3.2 Future Perspectives

3.2.1 Resource Constraint Deep Learning for Edge Computing

Adopting Artificial Intelligence and machine learning to the security of IoT, leveraging the efficiency of deep learning, reaps the reward of enhanced security in the system. Deep learning contributes to a feasible solution for the security scenario in the IoT networks to prevent the intrusions before any harm is done to the whole system. Deep-learning based algorithms surpass the explicit hand-made feature extraction methods amassed with traditional classifiers and can achieve equivalent accuracies for both noise-free and noisy data. The absence of manual feature manipulation, unsupervised pre-training and compression capabilities makes the application of deep learning beneficial for the resource constrained networks. Despite the distinguished performance of deep learning techniques, due to the increased computational complexity, there is a high demand in the designing of light weight versions of these techniques to make them resource friendly in the IoT scenario. Resource constrained solutions can be embedded in the device. The data processing needs can be contented “at the edge,” where the data is collected, or where the user performs certain actions. Including additional capability of intelligence to process the data at the edge reduces the overhead of transmission of large chunks of data in real time. Furthermore, it reduces the response time to events by forbidding the transit of data to and fro the cloud for the computational purpose. Adding decision making capability closer to the devices contributes to the overall performance of the systems.

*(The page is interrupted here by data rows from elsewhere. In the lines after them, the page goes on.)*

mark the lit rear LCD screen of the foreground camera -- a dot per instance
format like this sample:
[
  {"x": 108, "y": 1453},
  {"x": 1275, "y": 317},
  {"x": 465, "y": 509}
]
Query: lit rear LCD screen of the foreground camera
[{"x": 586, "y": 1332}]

3.2.2 Adversarial Deep Learning

Adversarial deep learning has caught attention recently since they have evolved as a serious threat to the machine learning systems. It can be considered as a rendezvous of machine learning systems and cyber security systems. ADL which was concentrated in computer vision has disseminated to other domains too. ADL refers to the alteration in the original data to confuse the machine learning model and force them to misclassify the data. DL systems have to deal with mainly two types of attacks, Evasion, and poisoning. In evasion, the attacker alters the inherent behavior of the data to stay anonymous, and poisoning means the training data itself is altered. Robust solutions against the AML should be used along with intrusion detection systems to make the approaches impervious. Adversary samples are made with the help of evolutionary algorithms, Fast Gradient Sign method (FGSM) and Jacobian-based Saliency Map Attack (JSMA). The variations done are hard to be sensed by the humans. Although solutions like distillation, incorporation of the adversarial component in the loss function, training with adversarial samples first to reduce the effect, etc. have been proposed, there exists a large realm for the researchers interested in ADL to work on.

4 Conclusion

The revolution of connectivity that brewed around the world in the past three decades gave rise to the third wave in the development of internet, Internet of Things which became an inevitable part of human life. Big data analytics harness the massive amount of data generated by Internet of Things and convert to well-analyzed data which is extremely valuable in today’s world. To discover the sophisticated latent features abstract deep learning techniques are used. This abstraction ability and capability to handle the enormous amount of data tactfully, makes it a major focus in data science. In this chapter we have tried to limelight different deep learning approaches utilized in the area of cyber security. It gives a broad analysis of the deep learning techniques for feature extraction and classification tasks like intrusion detection , malware analysis, authentication etc. This chapter provides a sketch of the state of the art deep learning techniques, challenges faced and pointers to the future research direction. With Internet of things as the senses, big data as the powering force and the deep learning as central processing pivot, we can realize a smart connected world in future.